Artificial intelligence has become part of everyday life. According to IDC, global spending on AI systems is projected to surpass $300 billion by 2026, showing how rapidly adoption is accelerating. AI is no longer a niche technology—it is shaping the way businesses, governments, and individuals operate.
Software developers are increasingly incorporating Large Language Model (LLM) functionality into their applications. Well-known LLMs such as OpenAI’s ChatGPT, Google’s Gemini, and Meta’s LLaMA are now embedded into business platforms and consumer tools. From customer support chatbots to productivity software, AI integration is driving efficiency, reducing costs, and keeping organizations competitive.
But with every new technology comes new risks. The more we rely on AI, the more appealing it becomes as a target for attackers. One threat in particular is gaining momentum: malicious AI models, files that look like helpful tools but conceal hidden dangers.
The Hidden Risk of Pretrained Models
Training an AI model from scratch can take weeks, powerful computers, and massive datasets. To save time, developers often reuse pretrained models shared through platforms like PyPI, Hugging Face, or GitHub, usually in formats such as Pickle and PyTorch.
On the surface, this makes perfect sense. Why reinvent the wheel if a model already exists? But here’s the catch: not all models are safe. Some can be modified to hide malicious code. Instead of simply helping with speech recognition or image detection, they can quietly run harmful instructions the moment they are loaded.
Pickle files are especially risky. Unlike most data formats, Pickle can store not only information but also executable code. That means attackers can disguise malware inside a model that looks perfectly normal, delivering a hidden backdoor through what seems like a trusted AI component.
From Research to Real-World Attacks
Early Warnings – A Theoretical Risk
The idea that AI models could be abused to deliver malware is not new. As early as 2018, researchers published studies such as Model-Reuse Attacks on Deep Learning Systems showing that pretrained models from untrusted sources could be manipulated to behave maliciously.
At first, this seemed like a thought experiment—a “what if” scenario debated in academic circles. Many assumed it would remain too niche to matter. But history shows that every widely adopted technology becomes a target, and AI was no exception.
Proof of Concept – Making the Risk Real
The shift from theory to practice happened when real examples of malicious AI models surfaced demonstrating that Pickle-based formats like PyTorch can embed not just model weights but executable code.
A striking case was star23/baller13, a model uploaded to Hugging Face in early January 2024. It contained a reverse shell hidden inside a PyTorch file and loading it could give attackers remote access while still allowing the model to function as a valid AI model. This highlights that security researchers were actively testing proof-of-concepts at the end of 2023 and into 2024.

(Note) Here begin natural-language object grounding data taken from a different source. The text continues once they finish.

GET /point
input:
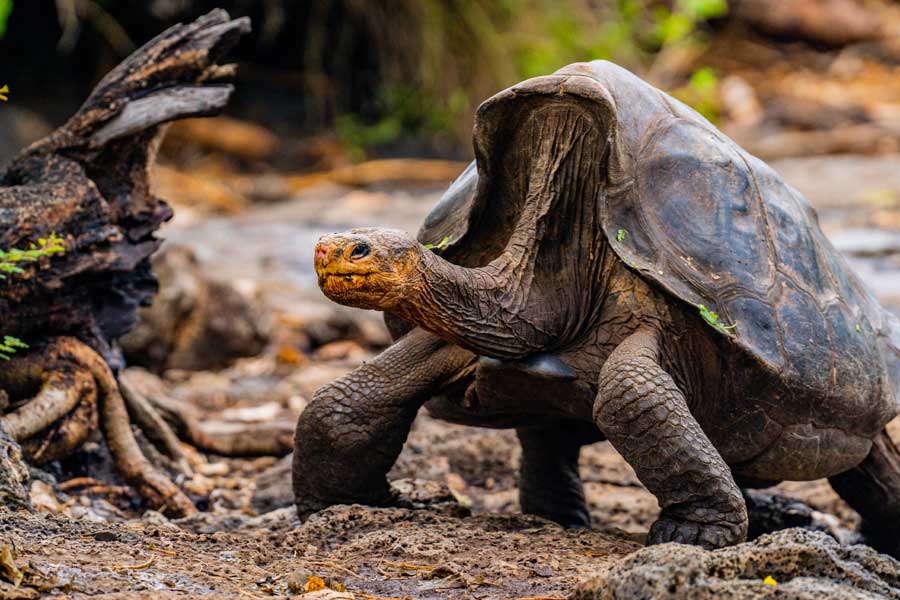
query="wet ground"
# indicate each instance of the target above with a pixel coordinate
(86, 544)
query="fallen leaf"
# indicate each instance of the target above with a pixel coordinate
(8, 568)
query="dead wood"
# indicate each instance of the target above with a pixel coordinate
(88, 183)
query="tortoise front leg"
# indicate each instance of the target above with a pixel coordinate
(646, 418)
(352, 432)
(549, 483)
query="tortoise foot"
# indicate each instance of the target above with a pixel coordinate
(710, 533)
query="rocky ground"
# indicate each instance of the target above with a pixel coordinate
(243, 284)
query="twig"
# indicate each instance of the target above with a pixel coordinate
(137, 567)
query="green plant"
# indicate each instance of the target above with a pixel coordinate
(10, 259)
(713, 319)
(9, 263)
(9, 345)
(702, 93)
(437, 56)
(439, 246)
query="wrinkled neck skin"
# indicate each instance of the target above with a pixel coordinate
(546, 287)
(507, 309)
(482, 309)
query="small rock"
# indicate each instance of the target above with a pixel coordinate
(807, 565)
(43, 498)
(341, 350)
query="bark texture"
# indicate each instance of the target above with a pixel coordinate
(89, 182)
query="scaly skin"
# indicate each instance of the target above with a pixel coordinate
(531, 272)
(352, 432)
(549, 483)
(646, 418)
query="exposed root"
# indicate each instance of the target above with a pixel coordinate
(72, 378)
(59, 394)
(66, 435)
(154, 426)
(256, 439)
(245, 440)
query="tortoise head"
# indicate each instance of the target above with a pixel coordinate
(369, 268)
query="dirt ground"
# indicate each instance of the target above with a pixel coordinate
(90, 539)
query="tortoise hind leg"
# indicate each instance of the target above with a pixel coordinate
(872, 489)
(549, 483)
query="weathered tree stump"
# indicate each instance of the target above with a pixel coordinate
(88, 183)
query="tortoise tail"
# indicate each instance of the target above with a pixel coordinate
(872, 489)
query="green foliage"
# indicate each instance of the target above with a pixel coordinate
(702, 93)
(10, 259)
(439, 246)
(406, 111)
(713, 319)
(444, 55)
(9, 345)
(5, 10)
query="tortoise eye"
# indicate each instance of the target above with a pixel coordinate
(360, 251)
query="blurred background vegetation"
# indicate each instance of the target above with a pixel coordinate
(381, 75)
(345, 80)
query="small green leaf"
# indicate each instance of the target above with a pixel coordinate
(713, 319)
(440, 246)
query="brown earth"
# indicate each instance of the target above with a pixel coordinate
(91, 539)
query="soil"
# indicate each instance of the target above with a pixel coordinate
(466, 541)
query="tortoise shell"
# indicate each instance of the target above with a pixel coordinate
(708, 224)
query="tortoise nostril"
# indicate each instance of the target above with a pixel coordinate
(360, 251)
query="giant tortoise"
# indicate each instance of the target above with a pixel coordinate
(613, 267)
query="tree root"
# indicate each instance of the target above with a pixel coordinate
(60, 393)
(154, 427)
(66, 372)
(258, 439)
(66, 435)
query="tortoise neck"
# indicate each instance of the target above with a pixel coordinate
(478, 308)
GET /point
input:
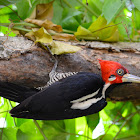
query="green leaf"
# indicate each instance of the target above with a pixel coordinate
(29, 131)
(69, 20)
(92, 120)
(26, 7)
(59, 48)
(8, 133)
(136, 3)
(126, 23)
(4, 3)
(112, 8)
(5, 14)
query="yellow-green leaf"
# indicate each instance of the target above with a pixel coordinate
(42, 36)
(81, 31)
(62, 48)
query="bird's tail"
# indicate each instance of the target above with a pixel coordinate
(15, 92)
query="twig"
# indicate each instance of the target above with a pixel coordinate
(42, 133)
(11, 108)
(4, 123)
(64, 131)
(56, 62)
(124, 25)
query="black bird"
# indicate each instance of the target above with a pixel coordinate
(75, 95)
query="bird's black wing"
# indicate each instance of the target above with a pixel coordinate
(56, 101)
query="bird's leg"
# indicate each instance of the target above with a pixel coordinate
(53, 75)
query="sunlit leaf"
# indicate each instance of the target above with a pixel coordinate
(63, 48)
(8, 133)
(43, 36)
(81, 31)
(92, 120)
(46, 24)
(4, 3)
(136, 3)
(112, 8)
(29, 131)
(54, 130)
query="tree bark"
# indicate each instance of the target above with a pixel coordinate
(25, 63)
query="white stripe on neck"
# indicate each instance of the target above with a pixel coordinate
(78, 104)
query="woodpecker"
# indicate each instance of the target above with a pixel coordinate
(68, 96)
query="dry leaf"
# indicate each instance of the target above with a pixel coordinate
(64, 37)
(62, 48)
(43, 11)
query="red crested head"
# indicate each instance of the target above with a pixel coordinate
(112, 72)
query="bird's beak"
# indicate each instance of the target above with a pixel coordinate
(130, 78)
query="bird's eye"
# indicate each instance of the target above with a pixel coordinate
(112, 76)
(120, 72)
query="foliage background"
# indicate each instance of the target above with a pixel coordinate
(119, 120)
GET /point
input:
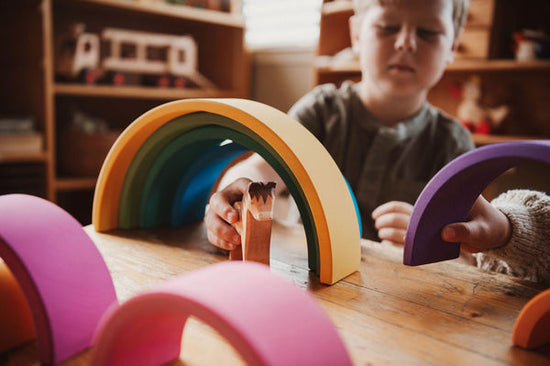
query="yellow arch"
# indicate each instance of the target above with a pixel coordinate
(325, 189)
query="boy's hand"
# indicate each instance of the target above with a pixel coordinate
(391, 220)
(486, 228)
(221, 214)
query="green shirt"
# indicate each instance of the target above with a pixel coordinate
(380, 163)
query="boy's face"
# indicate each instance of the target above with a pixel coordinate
(404, 45)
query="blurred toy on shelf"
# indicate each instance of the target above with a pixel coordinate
(18, 135)
(473, 115)
(85, 144)
(122, 57)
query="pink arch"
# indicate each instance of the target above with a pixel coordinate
(269, 321)
(61, 272)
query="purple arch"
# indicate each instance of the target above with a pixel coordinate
(61, 272)
(269, 321)
(451, 193)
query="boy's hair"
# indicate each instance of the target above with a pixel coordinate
(460, 11)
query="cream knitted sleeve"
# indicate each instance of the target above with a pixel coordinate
(527, 254)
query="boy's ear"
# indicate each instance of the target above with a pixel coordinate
(454, 47)
(354, 33)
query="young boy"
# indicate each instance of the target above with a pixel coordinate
(509, 235)
(384, 136)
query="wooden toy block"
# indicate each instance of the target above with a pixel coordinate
(153, 144)
(450, 194)
(256, 211)
(256, 311)
(60, 271)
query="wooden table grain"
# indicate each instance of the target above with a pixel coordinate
(444, 313)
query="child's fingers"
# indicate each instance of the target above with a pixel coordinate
(394, 235)
(471, 235)
(392, 206)
(220, 233)
(222, 202)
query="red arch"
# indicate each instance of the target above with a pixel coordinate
(60, 271)
(269, 321)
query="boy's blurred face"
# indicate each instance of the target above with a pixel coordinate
(404, 45)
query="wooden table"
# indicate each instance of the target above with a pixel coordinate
(444, 313)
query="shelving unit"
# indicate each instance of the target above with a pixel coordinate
(30, 87)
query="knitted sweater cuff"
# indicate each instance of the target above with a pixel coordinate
(527, 254)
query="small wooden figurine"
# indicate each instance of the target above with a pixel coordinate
(256, 210)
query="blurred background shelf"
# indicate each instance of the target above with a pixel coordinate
(30, 85)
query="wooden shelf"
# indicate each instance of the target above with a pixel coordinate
(497, 65)
(168, 10)
(24, 158)
(75, 184)
(141, 92)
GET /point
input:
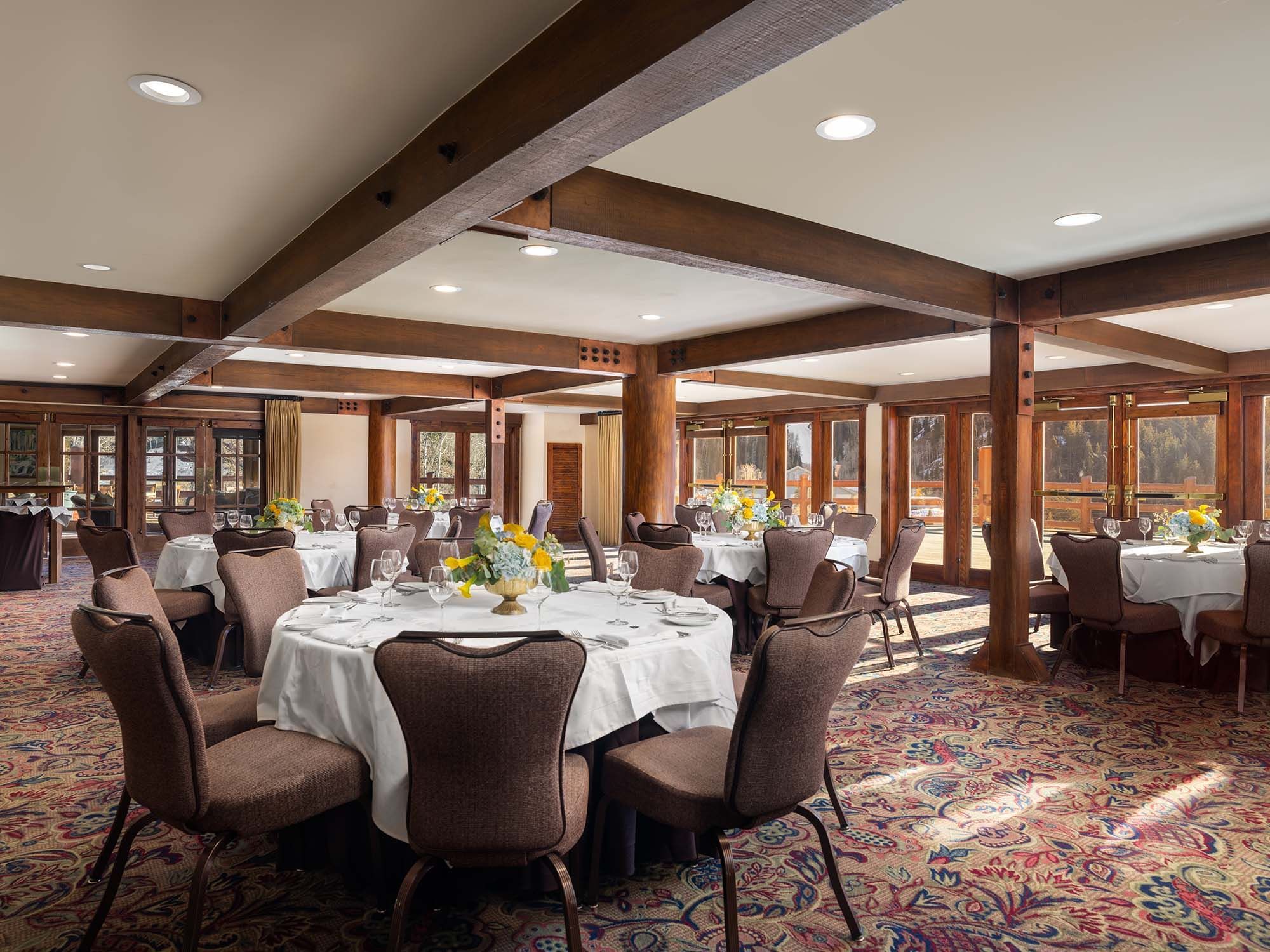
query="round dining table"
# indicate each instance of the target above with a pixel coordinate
(1189, 582)
(322, 681)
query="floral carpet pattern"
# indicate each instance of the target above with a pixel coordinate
(984, 816)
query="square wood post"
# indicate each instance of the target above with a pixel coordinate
(1009, 651)
(648, 440)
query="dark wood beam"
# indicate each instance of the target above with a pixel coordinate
(598, 209)
(1191, 276)
(829, 334)
(1139, 346)
(598, 79)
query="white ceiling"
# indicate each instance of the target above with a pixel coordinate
(580, 293)
(994, 119)
(105, 360)
(302, 101)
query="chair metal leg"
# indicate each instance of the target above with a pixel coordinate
(831, 866)
(572, 929)
(402, 907)
(598, 846)
(121, 816)
(199, 890)
(912, 629)
(1062, 652)
(834, 795)
(114, 885)
(728, 869)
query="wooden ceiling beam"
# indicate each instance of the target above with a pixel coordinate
(599, 78)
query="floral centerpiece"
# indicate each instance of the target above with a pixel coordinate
(505, 560)
(429, 497)
(283, 512)
(1197, 526)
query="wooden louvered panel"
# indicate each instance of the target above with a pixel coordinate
(565, 489)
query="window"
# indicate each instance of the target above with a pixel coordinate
(238, 470)
(91, 464)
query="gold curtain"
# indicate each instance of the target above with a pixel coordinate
(281, 449)
(609, 520)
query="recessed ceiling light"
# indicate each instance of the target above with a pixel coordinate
(843, 128)
(1078, 219)
(164, 89)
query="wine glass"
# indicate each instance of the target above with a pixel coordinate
(443, 588)
(618, 585)
(382, 581)
(539, 592)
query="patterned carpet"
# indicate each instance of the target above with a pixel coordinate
(985, 816)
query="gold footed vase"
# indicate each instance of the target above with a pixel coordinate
(510, 590)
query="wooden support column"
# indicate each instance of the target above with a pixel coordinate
(648, 440)
(496, 455)
(1009, 652)
(380, 455)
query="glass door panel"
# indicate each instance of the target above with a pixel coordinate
(926, 472)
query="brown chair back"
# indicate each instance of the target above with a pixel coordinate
(140, 668)
(595, 550)
(107, 548)
(665, 534)
(239, 540)
(422, 521)
(777, 758)
(369, 515)
(1095, 591)
(854, 525)
(483, 784)
(832, 588)
(792, 559)
(540, 519)
(178, 525)
(262, 585)
(666, 567)
(899, 573)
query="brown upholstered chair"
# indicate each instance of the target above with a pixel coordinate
(709, 780)
(369, 515)
(792, 558)
(487, 790)
(1249, 626)
(422, 521)
(1045, 595)
(540, 519)
(464, 522)
(1097, 595)
(891, 592)
(854, 525)
(671, 568)
(255, 783)
(595, 550)
(178, 525)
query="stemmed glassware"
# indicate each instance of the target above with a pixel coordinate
(539, 592)
(441, 588)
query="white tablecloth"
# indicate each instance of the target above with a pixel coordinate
(728, 557)
(1212, 581)
(332, 691)
(191, 560)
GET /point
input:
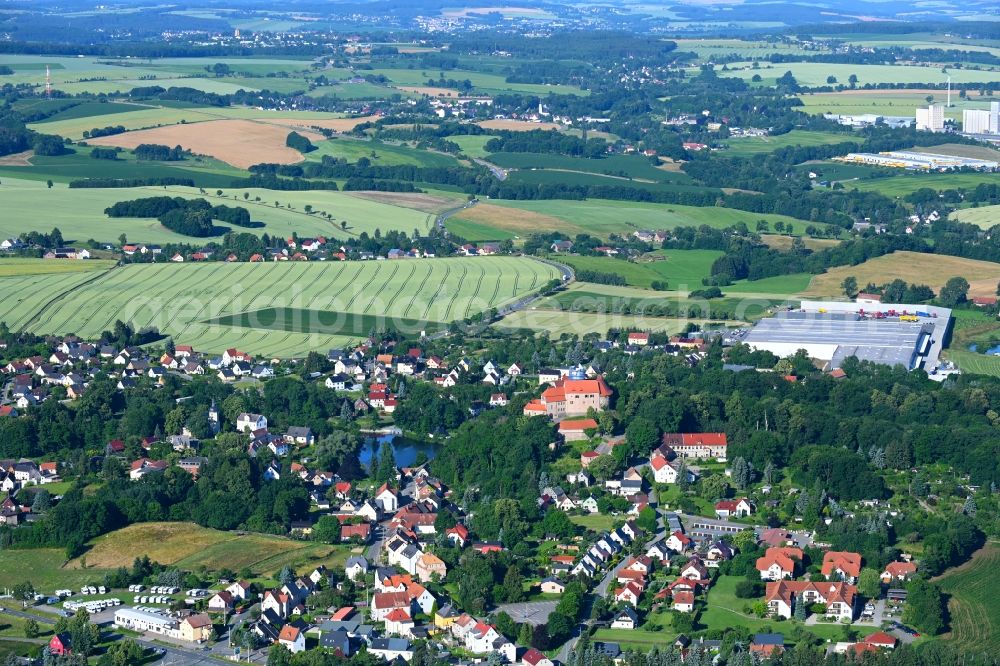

By 2024, the problem was no longer isolated. JFrog reported more than 100 malicious AI/ML models uploaded to Hugging Face, confirming this threat had moved from theory into real-world attacks.
Supply Chain Attacks – From Labs to the Wild
Attackers also began exploiting the trust built into software ecosystems. In May 2025, fake PyPI packages such as aliyun-ai-labs-snippets-sdk and ai-labs-snippets-sdk mimicked Alibaba’s AI brand to trick developers. Although they were live for less than 24 hours, these packages were downloaded around 1,600 times, demonstrating how quickly poisoned AI components can infiltrate the supply chain.
For security leaders, this represents a double exposure:
- Operational disruption if compromised models poison AI-powered business tools.
- Regulatory and compliance risk if data exfiltration occurs via trusted-but-trojanized components.
Advanced Evasion – Outsmarting Legacy Defenses
Once attackers saw the potential, they began experimenting with ways to make malicious models even harder to detect. A security researcher known as coldwaterq demonstrated how “Stacked Pickle” nature could be abused to hide malicious code.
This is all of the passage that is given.